WavLM Base+ French Italian Phonemizer
WARNING: this is an early work. The model training is not finished (better performances to be expected), and everything was made with PyTorch with low integration to Hugging Face. Pull Requests, comments and discussions are welcome!
It is a phonemization model, that works both for French and Italian. Given an audio file, it will output the words heard using IPA. It does not use a language model, so it has a low likelihood of trying to map an audio on existing words.
Model Details
- Developed by: HugoFara
- Funded by: NCCR Evolving Language
The training was conducted as a part of the NCCR Evolving Language group, a Swiss research institute on language.
Uses
The model works with French and Italian audios. Currently, everything is managed through PyTorch. Let's transcribe this audio:
You can use the following code.
"""
Simple demonstration.
See main.py for a more complete demonstration.
"""
import json
import torch
import torchaudio
import transformers
import phoneme_recognizer
# Load the model with weights
with open("vocab.json", "r") as file:
phonemes_dict = json.load(file)
model = phoneme_recognizer.PhonemeRecognizer(phonemes_dict=phonemes_dict)
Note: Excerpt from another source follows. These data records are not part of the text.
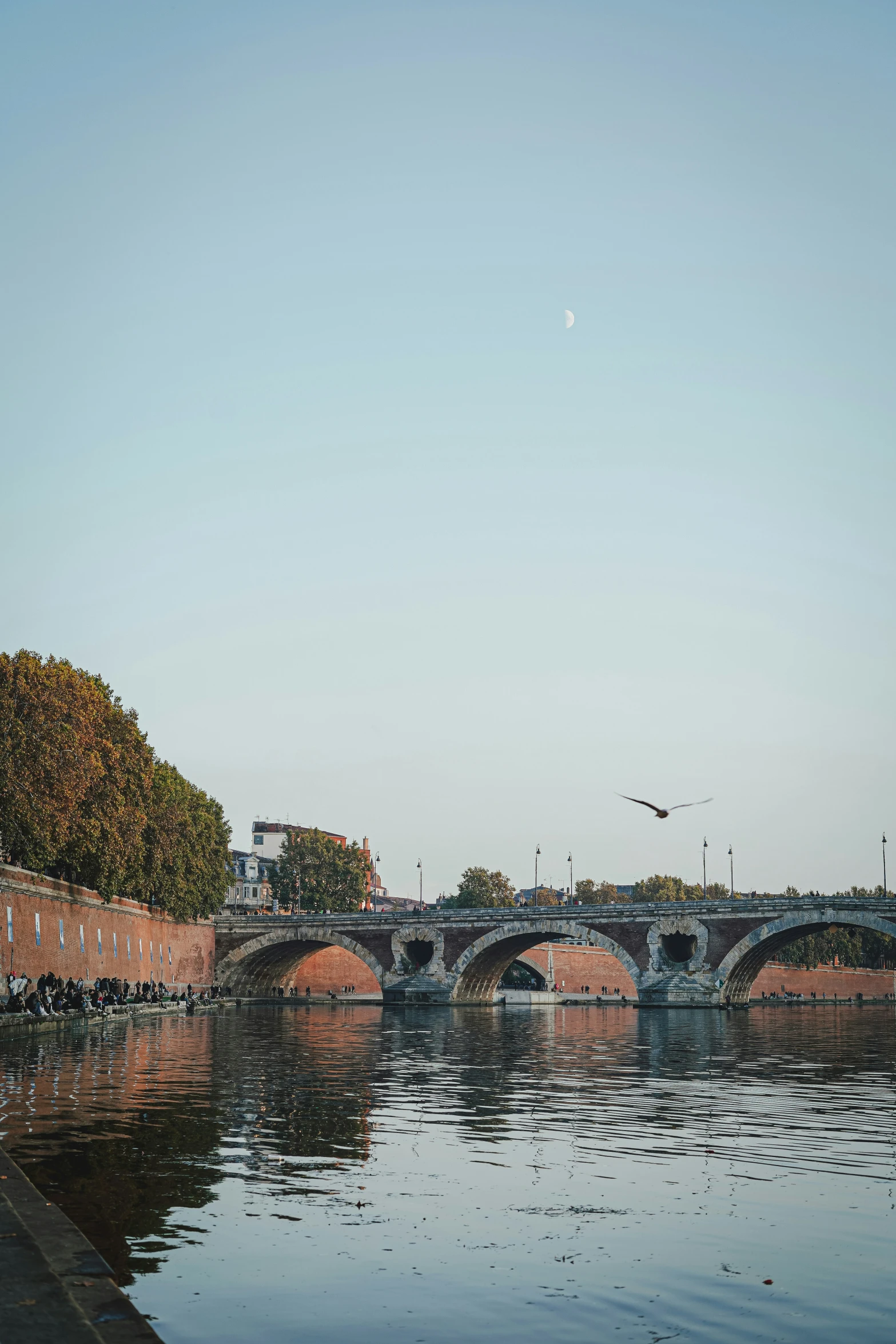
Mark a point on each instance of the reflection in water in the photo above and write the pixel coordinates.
(425, 1174)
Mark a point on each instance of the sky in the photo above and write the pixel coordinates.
(300, 456)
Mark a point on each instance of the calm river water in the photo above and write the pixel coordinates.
(336, 1174)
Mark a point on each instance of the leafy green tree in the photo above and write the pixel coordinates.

checkpoint = torch.load("model.pth")
model.load_state_dict(checkpoint)
# Prepare the input data
SAMPLING_RATE = 16_000
audio_array, frequency = torchaudio.load("audio-samples/tsenkher-fr.wav")
if frequency != SAMPLING_RATE:
raise ValueError(f"Input audio frequency should be {SAMPLING_RATE} Hz, it it {frequency} Hz.")
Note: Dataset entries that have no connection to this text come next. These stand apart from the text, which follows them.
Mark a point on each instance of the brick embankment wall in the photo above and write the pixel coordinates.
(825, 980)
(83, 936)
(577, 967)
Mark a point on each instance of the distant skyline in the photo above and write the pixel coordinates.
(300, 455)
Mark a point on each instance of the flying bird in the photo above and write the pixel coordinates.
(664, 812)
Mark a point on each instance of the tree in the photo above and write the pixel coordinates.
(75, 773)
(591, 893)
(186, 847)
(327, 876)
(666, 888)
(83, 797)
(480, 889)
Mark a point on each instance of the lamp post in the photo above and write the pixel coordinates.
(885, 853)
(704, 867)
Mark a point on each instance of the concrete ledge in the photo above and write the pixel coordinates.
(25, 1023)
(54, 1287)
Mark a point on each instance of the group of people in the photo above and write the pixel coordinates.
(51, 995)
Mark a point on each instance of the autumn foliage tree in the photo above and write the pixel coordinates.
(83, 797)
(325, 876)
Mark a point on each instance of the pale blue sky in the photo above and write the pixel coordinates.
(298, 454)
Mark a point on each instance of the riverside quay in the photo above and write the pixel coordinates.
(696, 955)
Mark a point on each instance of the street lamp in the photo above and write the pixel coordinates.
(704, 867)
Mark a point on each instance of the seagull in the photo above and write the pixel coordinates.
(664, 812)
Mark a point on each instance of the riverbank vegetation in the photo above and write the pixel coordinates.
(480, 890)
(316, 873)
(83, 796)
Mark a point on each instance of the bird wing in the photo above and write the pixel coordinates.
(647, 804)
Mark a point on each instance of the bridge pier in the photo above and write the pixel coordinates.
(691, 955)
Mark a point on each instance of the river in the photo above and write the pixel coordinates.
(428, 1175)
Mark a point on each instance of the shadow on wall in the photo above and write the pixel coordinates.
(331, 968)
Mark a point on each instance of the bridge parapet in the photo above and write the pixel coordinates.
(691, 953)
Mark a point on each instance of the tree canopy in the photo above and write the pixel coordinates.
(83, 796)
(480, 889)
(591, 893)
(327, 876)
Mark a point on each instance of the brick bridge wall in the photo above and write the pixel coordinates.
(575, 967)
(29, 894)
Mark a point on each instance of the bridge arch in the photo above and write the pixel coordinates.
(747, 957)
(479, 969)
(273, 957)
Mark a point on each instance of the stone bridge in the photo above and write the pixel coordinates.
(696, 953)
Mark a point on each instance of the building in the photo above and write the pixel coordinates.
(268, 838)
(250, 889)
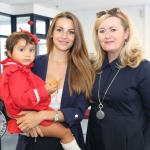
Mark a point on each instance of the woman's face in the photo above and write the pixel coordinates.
(63, 34)
(111, 35)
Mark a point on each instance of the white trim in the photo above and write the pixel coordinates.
(37, 95)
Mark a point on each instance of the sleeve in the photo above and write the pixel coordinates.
(144, 90)
(23, 94)
(2, 109)
(75, 113)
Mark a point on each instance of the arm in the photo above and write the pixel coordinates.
(70, 115)
(22, 92)
(144, 90)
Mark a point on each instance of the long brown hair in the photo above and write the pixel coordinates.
(81, 73)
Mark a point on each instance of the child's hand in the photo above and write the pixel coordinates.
(51, 87)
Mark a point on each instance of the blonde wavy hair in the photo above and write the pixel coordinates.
(81, 72)
(132, 53)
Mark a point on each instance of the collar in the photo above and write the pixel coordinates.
(113, 65)
(10, 61)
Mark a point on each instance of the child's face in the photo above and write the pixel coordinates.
(23, 53)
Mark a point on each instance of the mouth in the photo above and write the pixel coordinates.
(63, 42)
(27, 60)
(108, 42)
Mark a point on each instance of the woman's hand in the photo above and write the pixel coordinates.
(34, 132)
(30, 120)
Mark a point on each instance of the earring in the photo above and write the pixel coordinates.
(125, 42)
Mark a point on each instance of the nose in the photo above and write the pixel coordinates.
(107, 35)
(27, 53)
(64, 34)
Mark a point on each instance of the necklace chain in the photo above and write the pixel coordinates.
(101, 102)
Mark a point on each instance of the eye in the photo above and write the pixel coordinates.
(101, 31)
(113, 30)
(59, 30)
(71, 32)
(32, 50)
(22, 50)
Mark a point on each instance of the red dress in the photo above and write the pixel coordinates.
(20, 89)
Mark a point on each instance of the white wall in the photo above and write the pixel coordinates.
(26, 9)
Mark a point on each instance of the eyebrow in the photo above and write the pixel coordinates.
(62, 28)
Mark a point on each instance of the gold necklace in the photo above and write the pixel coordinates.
(100, 114)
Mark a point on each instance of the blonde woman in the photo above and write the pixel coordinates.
(68, 63)
(120, 112)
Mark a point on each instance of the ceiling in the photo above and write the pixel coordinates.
(78, 5)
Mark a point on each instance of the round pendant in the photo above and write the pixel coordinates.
(100, 114)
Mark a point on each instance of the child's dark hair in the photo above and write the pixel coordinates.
(14, 38)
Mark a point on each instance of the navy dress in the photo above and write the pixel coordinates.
(126, 125)
(70, 106)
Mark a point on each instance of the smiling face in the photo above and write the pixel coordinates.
(63, 34)
(22, 52)
(112, 35)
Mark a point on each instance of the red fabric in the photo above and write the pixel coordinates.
(86, 115)
(16, 90)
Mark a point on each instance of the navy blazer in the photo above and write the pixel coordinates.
(70, 106)
(126, 125)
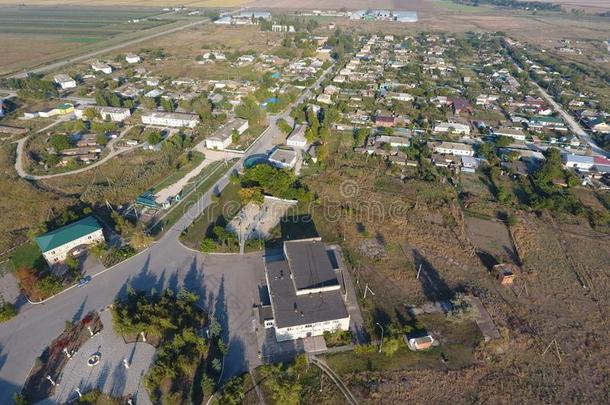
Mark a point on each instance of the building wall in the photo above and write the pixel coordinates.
(59, 253)
(315, 329)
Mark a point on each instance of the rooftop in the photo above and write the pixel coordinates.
(68, 233)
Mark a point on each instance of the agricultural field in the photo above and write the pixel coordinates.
(34, 34)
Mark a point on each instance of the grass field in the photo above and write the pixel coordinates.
(33, 34)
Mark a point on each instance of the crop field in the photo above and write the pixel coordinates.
(32, 34)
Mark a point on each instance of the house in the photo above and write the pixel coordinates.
(132, 58)
(385, 120)
(297, 137)
(56, 245)
(65, 81)
(417, 343)
(324, 99)
(461, 105)
(283, 158)
(305, 291)
(165, 119)
(505, 273)
(452, 127)
(453, 148)
(514, 133)
(116, 114)
(101, 67)
(544, 122)
(578, 161)
(223, 137)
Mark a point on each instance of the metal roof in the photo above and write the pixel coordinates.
(68, 233)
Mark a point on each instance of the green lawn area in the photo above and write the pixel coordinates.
(211, 216)
(204, 181)
(27, 255)
(196, 159)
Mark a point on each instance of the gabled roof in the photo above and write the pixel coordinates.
(68, 233)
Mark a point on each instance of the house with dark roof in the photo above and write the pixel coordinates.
(306, 291)
(56, 245)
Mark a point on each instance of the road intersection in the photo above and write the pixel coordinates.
(225, 283)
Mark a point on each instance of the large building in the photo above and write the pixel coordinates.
(56, 245)
(223, 138)
(65, 81)
(305, 291)
(165, 119)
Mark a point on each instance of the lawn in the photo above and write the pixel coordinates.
(206, 179)
(211, 216)
(27, 255)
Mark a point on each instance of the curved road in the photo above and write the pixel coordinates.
(113, 152)
(166, 263)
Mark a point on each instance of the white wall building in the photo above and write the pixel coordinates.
(165, 119)
(65, 81)
(132, 58)
(453, 148)
(56, 245)
(297, 138)
(452, 127)
(224, 137)
(305, 292)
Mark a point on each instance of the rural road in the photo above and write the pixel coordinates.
(575, 126)
(113, 152)
(80, 58)
(226, 283)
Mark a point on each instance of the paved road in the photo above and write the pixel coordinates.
(228, 283)
(89, 55)
(113, 152)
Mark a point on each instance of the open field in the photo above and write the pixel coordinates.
(32, 35)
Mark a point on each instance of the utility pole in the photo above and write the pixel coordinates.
(381, 344)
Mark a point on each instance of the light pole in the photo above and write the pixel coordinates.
(381, 344)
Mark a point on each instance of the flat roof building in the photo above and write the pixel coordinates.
(305, 293)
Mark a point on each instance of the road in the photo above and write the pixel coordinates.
(573, 124)
(227, 284)
(113, 152)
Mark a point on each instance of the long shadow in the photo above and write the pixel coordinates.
(80, 311)
(434, 286)
(193, 281)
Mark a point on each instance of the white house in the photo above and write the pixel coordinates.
(514, 133)
(453, 148)
(132, 58)
(165, 119)
(56, 245)
(283, 158)
(223, 137)
(305, 292)
(452, 127)
(297, 138)
(578, 161)
(101, 67)
(65, 81)
(116, 114)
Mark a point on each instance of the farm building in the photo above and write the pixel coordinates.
(56, 245)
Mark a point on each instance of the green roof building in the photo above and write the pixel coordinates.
(56, 245)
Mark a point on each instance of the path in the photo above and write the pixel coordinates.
(211, 156)
(351, 399)
(113, 152)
feature_extractor = transformers.AutoFeatureExtractor.from_pretrained(
"microsoft/wavlm-base-plus"
)
inputs = feature_extractor(
audio_array.squeeze(),
sampling_rate=SAMPLING_RATE,
padding=True,
return_tensors="pt",
)
inputs["language"] = "fr" # or "it"
# Do inference
with torch.no_grad():
logits = model(**inputs)
prediction = model.classify_to_phonemes(logits)[0]
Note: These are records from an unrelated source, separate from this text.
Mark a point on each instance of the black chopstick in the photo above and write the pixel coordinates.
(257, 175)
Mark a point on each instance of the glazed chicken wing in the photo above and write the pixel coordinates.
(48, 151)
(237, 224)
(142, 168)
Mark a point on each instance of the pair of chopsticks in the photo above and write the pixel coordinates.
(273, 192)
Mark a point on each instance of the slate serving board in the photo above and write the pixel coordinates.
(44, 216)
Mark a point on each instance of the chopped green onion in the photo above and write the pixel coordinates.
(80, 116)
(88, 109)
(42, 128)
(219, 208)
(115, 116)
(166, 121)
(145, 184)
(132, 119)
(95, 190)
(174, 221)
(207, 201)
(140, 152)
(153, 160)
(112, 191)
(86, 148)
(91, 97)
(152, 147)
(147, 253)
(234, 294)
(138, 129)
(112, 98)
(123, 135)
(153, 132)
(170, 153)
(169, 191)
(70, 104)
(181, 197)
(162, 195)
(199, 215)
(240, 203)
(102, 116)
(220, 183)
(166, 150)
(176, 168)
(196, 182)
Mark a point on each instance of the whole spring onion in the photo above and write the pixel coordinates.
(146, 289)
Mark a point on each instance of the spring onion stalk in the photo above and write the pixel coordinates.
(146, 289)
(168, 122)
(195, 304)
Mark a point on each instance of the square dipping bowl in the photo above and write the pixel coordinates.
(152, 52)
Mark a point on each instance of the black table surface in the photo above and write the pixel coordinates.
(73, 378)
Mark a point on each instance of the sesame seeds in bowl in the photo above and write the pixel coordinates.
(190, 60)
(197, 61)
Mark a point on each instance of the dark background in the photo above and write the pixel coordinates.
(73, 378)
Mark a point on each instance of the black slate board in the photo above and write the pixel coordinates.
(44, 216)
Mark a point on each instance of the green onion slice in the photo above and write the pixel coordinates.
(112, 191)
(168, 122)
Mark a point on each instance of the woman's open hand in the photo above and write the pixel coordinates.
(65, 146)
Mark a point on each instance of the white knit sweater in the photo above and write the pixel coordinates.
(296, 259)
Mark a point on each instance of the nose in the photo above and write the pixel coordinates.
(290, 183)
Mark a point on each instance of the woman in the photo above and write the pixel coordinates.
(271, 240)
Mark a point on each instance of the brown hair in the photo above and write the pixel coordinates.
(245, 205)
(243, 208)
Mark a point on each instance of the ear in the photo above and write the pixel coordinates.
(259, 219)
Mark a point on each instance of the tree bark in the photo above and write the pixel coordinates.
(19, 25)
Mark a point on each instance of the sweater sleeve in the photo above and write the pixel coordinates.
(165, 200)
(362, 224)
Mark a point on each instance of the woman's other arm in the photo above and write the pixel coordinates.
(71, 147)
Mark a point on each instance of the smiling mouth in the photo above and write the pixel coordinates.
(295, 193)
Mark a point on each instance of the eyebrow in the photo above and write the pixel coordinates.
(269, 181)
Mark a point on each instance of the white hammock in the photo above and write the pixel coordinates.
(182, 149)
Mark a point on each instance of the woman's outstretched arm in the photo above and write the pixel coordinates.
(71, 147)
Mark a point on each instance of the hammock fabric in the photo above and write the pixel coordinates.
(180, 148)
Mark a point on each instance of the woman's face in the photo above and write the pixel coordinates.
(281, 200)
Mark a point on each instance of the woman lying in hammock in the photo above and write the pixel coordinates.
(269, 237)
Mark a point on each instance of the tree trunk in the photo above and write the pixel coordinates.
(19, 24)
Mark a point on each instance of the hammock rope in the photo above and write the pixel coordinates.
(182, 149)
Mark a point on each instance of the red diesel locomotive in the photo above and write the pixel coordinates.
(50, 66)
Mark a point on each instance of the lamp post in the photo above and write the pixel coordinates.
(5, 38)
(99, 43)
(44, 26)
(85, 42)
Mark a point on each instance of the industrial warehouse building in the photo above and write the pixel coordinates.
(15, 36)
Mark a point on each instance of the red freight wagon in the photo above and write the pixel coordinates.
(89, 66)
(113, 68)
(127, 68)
print("Final phonemes are:", "".join(prediction))
# Should output: "sakapitalɛtsɑ̃kɛʁ"
Intended public
This model was mainly thought for clinicians that need audio transcriptions on a great volume of data. As the training was conducted on adult voices, it has the same speech recognition biases as "normal" adult voices, which means it corrects accents as long as they are well spread.
Do not use this model for any harmful purpose.
Training Details
Training Data
The dataset was adapted from Common Voice 17.0, French + Italian versions. To get an API representation of the sentences, a phonemizer from text was used: charsiu/g2p_multilingual_byT5_small_100. The language of each sample (either French or Italian) was also saved as a dataset feature.
Training Procedure
Only the training split of Common Voice 17.0 is used during training.
First, only the linear classifier was trained. We freeze both the weights of the feature encoder and the transformer. We use a tri-state linear warm-up for simplicity. The loss used is a CTC loss, and the evaluation metric is the Phoneme Error Rate (PER). Once the PER decreases below 60%, the initial training stops. Due to the size of the dataset, one epoch is enough.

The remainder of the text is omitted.